“A great adventure! Fantastic! Amazing! Interesting!”
These words and more were used by ten Papua New Guinean men and women involved in Bible translation to describe their recent two-week trip to Israel. As they journeyed around the country, visiting places like Jerusalem, Bethsaida, Gethsemane, Bethlehem, and Masada, they saw the Bible come to life. Suddenly climate, distances, locations and events in history were tangible and understandable, and many words that they have to translate (like cistern) finally made sense.
Krompe, a mother tongue translation consultant for the Kamano-Kafe people, remarked, “When we are in [Papua New Guinea], we preach about these places. We talk about them. But…when I went to Israel and saw all the sights, my faith was strengthened. What the Bible says—it’s true! It’s not lying! And so, this [translation] work that we do isn’t [based on] false teaching. It’s true, and it gives life!” Krompe was amazed when they walked through a tunnel built by King Hezekiah. “This was here before even Jesus’ time, and the water is still flowing!”
“This trip doesn’t just help translation, but it also helps the…faith of the congregations in our villages,” explained Krompe, who is also a pastor. “They ask many questions—places and names. And I can tell them, “Yes, it’s there. The Bible is true!””
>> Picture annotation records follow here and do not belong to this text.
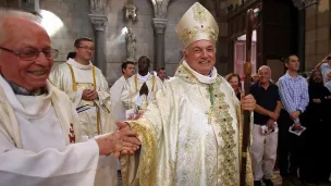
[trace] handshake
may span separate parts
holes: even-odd
[[[140,141],[130,125],[124,122],[117,122],[118,131],[106,134],[96,139],[99,146],[100,156],[110,156],[119,158],[121,154],[133,154],[139,149]]]

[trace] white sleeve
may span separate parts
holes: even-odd
[[[0,186],[93,186],[99,160],[95,140],[38,153],[17,149],[0,133]]]

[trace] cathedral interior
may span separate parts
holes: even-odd
[[[175,26],[196,0],[1,0],[0,7],[40,15],[41,24],[66,61],[78,37],[95,40],[93,62],[110,85],[121,75],[123,61],[151,59],[151,71],[166,67],[172,76],[182,59]],[[295,53],[301,72],[309,72],[331,48],[329,0],[199,0],[217,18],[220,34],[217,69],[221,75],[243,75],[246,12],[253,9],[253,72],[271,66],[272,78],[284,73],[283,59]]]

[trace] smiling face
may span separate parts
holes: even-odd
[[[48,50],[51,41],[46,30],[37,23],[21,17],[2,20],[5,38],[1,47],[20,52],[23,49]],[[24,28],[24,29],[22,29]],[[52,59],[46,59],[42,52],[36,60],[25,61],[14,53],[1,50],[0,72],[2,76],[21,87],[35,90],[46,85],[53,64]]]
[[[194,71],[201,75],[209,75],[216,63],[214,44],[209,40],[198,40],[191,44],[183,55]]]

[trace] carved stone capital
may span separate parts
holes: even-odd
[[[164,34],[167,28],[167,18],[152,18],[152,25],[156,34]]]
[[[303,10],[309,5],[318,3],[319,0],[292,0],[292,1],[294,7],[296,7],[298,10]]]
[[[109,0],[90,0],[90,13],[91,14],[105,14]]]
[[[106,15],[89,14],[89,17],[95,30],[103,32],[106,29],[106,23],[108,22]]]
[[[151,0],[156,18],[166,18],[170,0]]]
[[[125,21],[132,20],[133,22],[138,21],[137,7],[134,3],[124,4],[125,10]]]

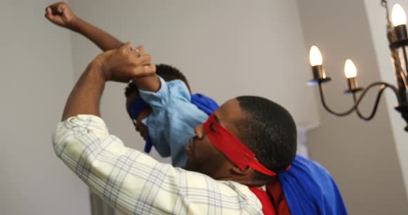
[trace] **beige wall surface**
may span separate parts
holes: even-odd
[[[373,1],[380,7],[380,1]],[[306,44],[309,48],[319,46],[326,74],[333,79],[324,87],[327,103],[335,110],[345,110],[352,103],[351,97],[342,94],[347,88],[343,73],[346,59],[354,61],[361,85],[380,78],[364,1],[298,3]],[[366,115],[374,99],[375,94],[369,93],[363,101],[361,109]],[[331,116],[321,104],[319,109],[321,126],[308,134],[309,153],[337,182],[350,214],[407,214],[406,193],[389,119],[391,113],[384,100],[369,123],[355,114],[344,118]]]
[[[49,3],[0,1],[0,214],[90,214],[51,143],[73,76],[69,34],[44,18]]]
[[[378,6],[378,3],[371,0],[364,1],[367,18],[370,24],[371,37],[377,56],[377,63],[382,80],[395,84],[396,76],[393,68],[390,63],[390,52],[388,48],[388,40],[385,34],[387,21],[384,18],[385,10]],[[395,3],[402,6],[405,12],[408,12],[408,1],[406,0],[388,1],[389,12]],[[385,101],[391,121],[395,143],[400,163],[401,171],[404,176],[406,193],[408,194],[408,132],[404,131],[406,126],[405,121],[401,115],[397,112],[394,107],[398,103],[393,93],[389,92]]]

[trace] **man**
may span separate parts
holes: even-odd
[[[50,10],[51,8],[47,8],[47,13],[46,13],[46,16],[47,17],[47,18],[48,18],[50,20],[53,21],[54,23],[56,23],[57,24],[59,24],[61,25],[62,24],[64,24],[64,25],[65,25],[64,27],[67,27],[66,24],[67,23],[69,24],[69,23],[67,23],[66,21],[69,20],[70,19],[71,19],[71,21],[72,21],[72,18],[73,17],[75,18],[75,17],[73,17],[73,14],[72,13],[71,13],[71,11],[69,10],[69,8],[68,8],[68,6],[64,3],[57,3],[57,4],[53,5],[52,6],[50,6],[50,8],[53,8],[53,11],[54,12],[55,12],[55,14],[53,14],[51,12],[51,10]],[[64,21],[64,22],[62,22],[62,21]],[[73,23],[73,22],[71,22],[71,24],[72,24],[72,23]],[[80,28],[78,28],[78,26]],[[120,44],[122,44],[122,43],[120,41],[118,41],[114,37],[110,36],[109,34],[104,32],[103,31],[102,31],[93,26],[91,26],[91,25],[89,25],[88,23],[83,22],[82,21],[80,21],[79,25],[78,25],[78,23],[76,23],[76,24],[73,24],[71,28],[73,28],[71,30],[75,29],[74,30],[76,30],[76,31],[79,30],[78,29],[82,29],[81,30],[80,30],[80,33],[84,34],[86,37],[90,39],[91,41],[93,41],[94,43],[95,43],[98,46],[100,46],[102,49],[106,50],[107,48],[115,48],[115,45],[120,45]],[[142,52],[142,50],[142,50],[141,52]],[[179,79],[179,78],[178,78],[178,79]],[[179,79],[183,80],[183,79]],[[145,81],[141,81],[141,80],[152,80],[153,81],[145,82]],[[160,87],[161,87],[161,88],[163,88],[163,85],[167,85],[167,83],[165,82],[163,82],[161,81],[161,81],[161,85],[160,85],[160,81],[158,81],[158,79],[157,78],[154,78],[154,75],[149,76],[147,77],[144,77],[144,78],[134,79],[133,81],[135,81],[135,83],[142,83],[141,84],[138,85],[138,86],[142,86],[140,88],[141,90],[143,90],[143,88],[147,88],[147,90],[149,90],[150,91],[153,91],[153,92],[156,92],[157,90],[159,90],[159,89],[160,89]],[[166,80],[166,81],[167,81],[167,80]],[[185,85],[187,85],[187,88],[189,88],[187,81],[184,81],[184,80],[183,80],[183,81],[185,83]],[[180,82],[181,82],[181,81],[180,81]],[[159,84],[156,84],[157,83],[159,83]],[[145,83],[147,83],[147,84],[144,85],[144,84],[145,84]],[[153,85],[153,88],[151,88],[152,85]],[[165,87],[164,88],[167,88]],[[185,88],[183,90],[183,93],[182,93],[182,94],[187,95],[189,94],[189,90],[187,90],[187,88]],[[137,89],[137,88],[133,89],[133,90],[131,92],[133,92],[133,93],[134,94],[134,92],[137,92],[138,90],[140,90],[140,89]],[[176,94],[177,94],[177,93],[180,93],[180,91],[177,91],[175,92],[176,92]],[[158,98],[157,96],[155,97],[154,93],[149,93],[147,92],[145,92],[143,93],[145,94],[145,97],[143,98],[144,99],[146,99],[146,96],[152,96],[153,101],[155,101],[155,100],[158,101],[158,100],[162,99],[162,98]],[[136,96],[139,96],[138,94]],[[127,107],[128,107],[128,108],[131,103],[133,103],[136,100],[137,100],[137,99],[133,99],[135,98],[132,97],[131,96],[128,96],[127,94],[127,97],[128,99],[127,102]],[[185,96],[183,98],[184,98],[183,99],[185,99],[185,101],[189,102],[189,100],[188,100],[188,99],[189,99],[189,95],[188,96]],[[149,99],[146,99],[146,100],[147,100],[147,101],[149,101]],[[250,108],[252,106],[250,105],[245,105],[245,103],[246,104],[252,104],[252,105],[253,105],[257,104],[258,102],[259,102],[259,101],[261,101],[262,99],[261,99],[259,98],[257,98],[257,97],[239,97],[238,99],[238,100],[239,101],[239,104],[240,104],[240,106],[241,106],[241,108],[242,107],[247,107],[248,108],[249,108],[248,107]],[[161,101],[160,101],[160,103],[161,103]],[[266,103],[268,103],[266,102]],[[136,105],[136,106],[137,107],[138,105]],[[265,105],[264,106],[268,106],[268,105]],[[167,106],[166,105],[166,107],[167,107]],[[275,107],[275,106],[273,106],[273,107]],[[280,106],[277,105],[277,107],[280,107]],[[171,112],[173,114],[174,114],[176,112],[178,112],[178,111],[179,111],[179,110],[182,110],[182,111],[184,110],[184,109],[181,108],[181,107],[178,107],[178,108],[179,108],[178,109],[177,109],[177,108],[173,109]],[[249,110],[248,110],[249,109],[248,109],[248,108],[246,110],[247,112],[249,112]],[[271,108],[273,109],[272,108]],[[134,112],[132,113],[131,108],[130,108],[130,109],[128,108],[128,111],[129,111],[129,110],[130,110],[129,115],[131,116],[132,119],[133,119],[133,120],[137,119],[136,123],[135,123],[135,124],[137,123],[136,125],[136,129],[138,129],[138,125],[139,125],[139,132],[140,132],[142,133],[142,136],[145,137],[146,133],[147,133],[146,130],[140,128],[140,127],[142,127],[142,126],[140,126],[140,125],[143,124],[143,123],[140,123],[140,122],[142,121],[142,119],[141,119],[141,118],[143,118],[143,117],[146,118],[147,116],[150,114],[150,112],[149,112],[149,110],[147,110],[146,111],[146,110],[142,110],[138,108],[136,108],[136,109],[139,109],[141,111],[140,114],[135,114]],[[214,110],[214,109],[210,108],[207,110],[209,110],[210,112],[212,112],[212,110]],[[150,112],[151,112],[151,110],[150,110]],[[284,112],[285,111],[284,111]],[[169,114],[171,114],[171,112],[169,112]],[[198,117],[201,115],[198,115],[198,116],[197,116],[197,114],[194,114],[194,111],[187,111],[187,112],[184,111],[184,112],[182,112],[181,113],[187,116],[187,120],[189,120],[189,119],[198,120],[201,122],[203,122],[205,121],[205,119],[201,119],[200,117]],[[275,116],[273,118],[274,119],[279,118],[279,117],[275,117],[275,116]],[[263,117],[263,116],[259,116],[259,117]],[[153,118],[153,117],[151,117],[151,118]],[[289,118],[291,119],[291,117],[289,117]],[[166,119],[167,118],[164,118],[164,120],[166,120]],[[210,117],[210,119],[212,119],[212,117]],[[176,123],[178,125],[178,124],[183,125],[183,123],[180,123],[180,121],[181,121],[183,123],[185,121],[187,121],[187,120],[181,120],[181,121],[176,121]],[[160,121],[160,122],[163,122],[163,121]],[[171,122],[171,121],[174,121],[174,120],[170,120],[169,121]],[[270,121],[272,121],[270,120]],[[288,120],[288,121],[291,121]],[[259,122],[254,123],[253,124],[255,125],[263,125],[263,127],[274,127],[277,124],[284,125],[285,124],[284,122],[285,122],[284,121],[284,123],[282,123],[281,121],[275,121],[275,123],[272,123],[268,125],[268,126],[266,126],[265,123],[263,123],[263,124],[259,123]],[[161,124],[163,124],[163,123],[161,123]],[[241,123],[241,124],[243,124],[243,123]],[[181,136],[182,135],[187,136],[187,138],[188,139],[188,137],[192,136],[189,133],[189,130],[191,129],[192,126],[191,126],[191,125],[189,125],[188,123],[186,125],[187,126],[185,126],[185,129],[181,130],[180,131],[178,131],[177,130],[174,130],[174,126],[168,126],[168,128],[167,128],[168,132],[167,133],[167,134],[178,134],[177,135],[176,135],[176,134],[173,135],[174,136],[174,139],[176,140],[178,139],[180,141],[180,140],[183,139],[182,138],[180,138],[180,136]],[[248,130],[248,129],[249,129],[249,127],[250,127],[250,129],[252,130],[253,133],[256,133],[257,130],[261,130],[261,129],[264,128],[263,127],[261,127],[259,129],[257,129],[256,126],[253,126],[253,125],[252,125],[252,126],[250,126],[248,125],[247,125],[246,129]],[[153,129],[154,129],[155,127],[156,126],[152,127]],[[165,127],[166,127],[166,126],[165,126]],[[241,129],[245,129],[245,127],[241,127]],[[191,130],[192,130],[192,129],[191,129]],[[199,129],[196,129],[196,133],[200,132]],[[201,131],[202,130],[203,130],[201,129]],[[290,133],[289,132],[289,130],[288,130],[286,132],[289,132],[289,134]],[[274,133],[274,132],[272,132],[272,133]],[[238,134],[242,134],[237,133],[237,134],[238,135]],[[260,145],[260,143],[261,143],[259,141],[259,140],[268,140],[268,138],[259,138],[259,136],[256,137],[255,136],[256,135],[254,135],[252,139],[257,140],[257,142],[259,142],[258,143],[259,145]],[[197,136],[199,136],[197,135]],[[242,139],[243,137],[241,136],[241,138]],[[250,139],[249,139],[247,137],[247,141],[246,141],[245,143],[247,143],[247,145],[253,145],[253,144],[250,144],[250,143],[252,143],[252,141],[250,141]],[[171,139],[167,138],[167,139],[169,140],[169,139]],[[158,141],[160,139],[157,139],[157,140]],[[165,138],[162,139],[162,141],[164,141],[165,140],[166,140]],[[216,141],[213,141],[213,143],[212,143],[212,144],[214,143],[214,144],[215,144],[214,145],[216,145],[216,142],[217,141],[216,140]],[[156,143],[158,144],[160,144],[164,142],[156,142]],[[176,146],[184,145],[185,143],[187,143],[187,141],[179,141],[180,144],[176,144],[175,145]],[[239,141],[238,141],[238,143],[239,143],[238,144],[239,144]],[[284,156],[287,156],[287,154],[270,154],[268,152],[269,151],[265,150],[266,147],[273,146],[274,145],[272,144],[272,143],[275,143],[275,142],[270,142],[268,141],[266,141],[263,143],[263,144],[265,145],[265,147],[254,147],[254,146],[252,146],[252,148],[251,148],[251,150],[253,152],[256,152],[255,154],[257,154],[257,157],[258,158],[258,159],[259,159],[261,161],[263,161],[263,163],[267,163],[266,161],[268,161],[269,159],[277,159],[277,158],[279,157],[279,155],[281,155]],[[170,145],[171,145],[170,144]],[[199,149],[197,150],[192,150],[192,147],[191,147],[191,145],[194,145],[194,144],[190,145],[190,146],[187,147],[187,151],[189,152],[189,154],[187,168],[188,170],[195,170],[195,171],[201,172],[203,173],[207,173],[207,174],[208,174],[208,175],[212,176],[213,173],[210,172],[210,171],[214,171],[214,170],[218,170],[219,166],[216,166],[216,167],[208,166],[206,165],[203,165],[203,163],[203,163],[203,161],[213,161],[211,163],[213,163],[213,165],[214,164],[216,165],[216,163],[219,163],[219,162],[217,162],[217,161],[218,161],[217,156],[215,156],[215,154],[210,155],[209,154],[198,153],[198,154],[197,156],[198,156],[198,158],[198,158],[198,159],[194,158],[196,157],[195,152],[207,152],[207,151],[205,151],[205,150],[203,150],[203,149]],[[203,145],[205,145],[199,144],[197,145],[199,147],[200,146],[203,146]],[[219,147],[221,146],[219,145],[217,145]],[[156,145],[156,146],[157,146],[157,145]],[[234,147],[235,147],[235,145],[230,145],[231,152],[236,153],[237,152],[235,152],[233,150],[233,149]],[[180,152],[180,151],[181,151],[181,152],[183,152],[184,150],[182,151],[181,149],[180,149],[180,147],[176,148],[176,152]],[[219,148],[218,148],[218,149],[221,150]],[[223,150],[225,150],[224,151],[228,150],[228,148],[223,148]],[[221,150],[221,152],[223,152],[223,151]],[[266,154],[262,155],[263,152],[266,152]],[[193,153],[193,152],[194,152],[194,153]],[[226,154],[228,154],[228,152],[223,152],[222,154],[223,154],[223,156],[226,156]],[[176,154],[172,152],[172,154],[171,154],[172,157],[174,156],[175,154]],[[181,156],[179,156],[179,158],[183,158],[183,156],[185,156],[185,155],[183,155]],[[262,158],[262,157],[263,157],[263,158]],[[230,158],[230,160],[232,160],[232,161],[234,161],[234,157],[232,157],[232,158],[229,157],[229,158]],[[178,159],[178,160],[182,161],[180,159]],[[192,162],[192,161],[194,161]],[[179,163],[183,163],[183,162],[180,162]],[[235,164],[237,164],[237,163],[240,163],[240,161],[235,161],[233,163],[234,163]],[[175,164],[175,163],[177,163],[173,162],[173,164]],[[176,165],[180,166],[180,165],[177,165],[177,164]],[[270,167],[270,169],[274,169],[274,168],[275,167]],[[216,170],[216,171],[219,171],[219,170]],[[268,171],[266,171],[266,172],[268,172]],[[270,174],[270,173],[266,172],[266,174]],[[272,174],[273,175],[273,174]],[[259,177],[260,176],[262,176],[262,174],[257,174],[257,175],[258,175],[258,176],[257,176],[257,177]],[[263,176],[265,177],[265,175],[263,175]],[[213,177],[213,178],[219,178],[219,177]],[[278,178],[279,178],[279,180],[277,179]],[[225,179],[225,178],[224,178],[224,180]],[[306,159],[306,158],[302,158],[299,156],[297,156],[296,159],[295,160],[295,162],[293,163],[293,167],[291,167],[289,170],[289,171],[281,172],[279,174],[278,174],[277,177],[275,176],[275,177],[271,178],[270,176],[269,177],[266,176],[266,178],[265,178],[264,179],[266,179],[265,180],[266,181],[271,181],[271,183],[270,183],[268,186],[268,187],[269,188],[268,189],[269,194],[270,195],[269,196],[272,197],[271,201],[274,203],[273,204],[274,205],[273,206],[275,207],[274,209],[275,210],[278,211],[279,212],[279,214],[284,214],[284,213],[287,214],[287,213],[289,213],[289,211],[290,212],[292,212],[292,214],[344,214],[346,213],[345,207],[344,206],[344,203],[342,202],[341,196],[340,195],[340,192],[338,192],[338,189],[337,188],[335,183],[334,183],[334,181],[333,181],[333,179],[331,178],[331,177],[328,174],[328,173],[323,167],[322,167],[319,165],[315,163],[314,162],[313,162],[310,160]],[[235,179],[235,181],[237,181],[236,180],[237,179]],[[234,180],[232,180],[232,181],[234,181]],[[248,183],[248,181],[244,184],[248,185],[251,185],[251,183]],[[261,196],[259,196],[259,194],[263,195],[263,194],[266,194],[266,193],[261,193],[260,194],[259,189],[253,189],[253,187],[251,188],[251,192],[252,192],[254,194],[256,194],[258,198],[259,198],[259,197],[261,198]],[[266,196],[264,196],[264,197],[266,197],[266,198],[268,198],[268,199],[270,198],[269,196],[268,195]],[[287,203],[286,202],[286,199],[288,200]],[[290,207],[290,209],[288,207]],[[263,209],[264,209],[264,207],[263,208]]]
[[[274,200],[266,206],[259,196],[269,197],[258,187],[269,185],[295,158],[289,113],[260,97],[232,99],[196,128],[186,147],[187,168],[198,172],[160,163],[125,147],[99,118],[105,81],[154,72],[151,57],[138,57],[132,46],[98,56],[81,76],[53,135],[57,156],[124,214],[261,214],[267,209],[273,214]]]
[[[46,8],[45,17],[53,23],[84,35],[103,51],[119,48],[123,43],[109,33],[77,17],[64,2]],[[146,141],[145,152],[154,145],[171,164],[185,167],[184,148],[194,136],[194,127],[205,121],[218,108],[212,99],[191,94],[185,76],[176,68],[160,64],[156,74],[136,79],[126,90],[126,107],[136,131]],[[210,105],[210,106],[209,106]]]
The participants encountered many strange and wonderful things, like sandstorms, floating in the Dead Sea, and even riding a camel! But for Korry, another Kamano-Kafe translation consultant, his highlight was visiting Qumran, the home of an ancient community dedicated to making faithful copies of the Bible. “[Now] they are gone, but their deeds are still here,” he said. “They devoted themselves to God, which challenged me to devote myself to God and the work of translation.”
Korry was grateful for the chance to go on the trip. “I praise God… I learned so much spiritually, and it gave me lots of insights that help me as a consultant. I went and felt God spoke to me!”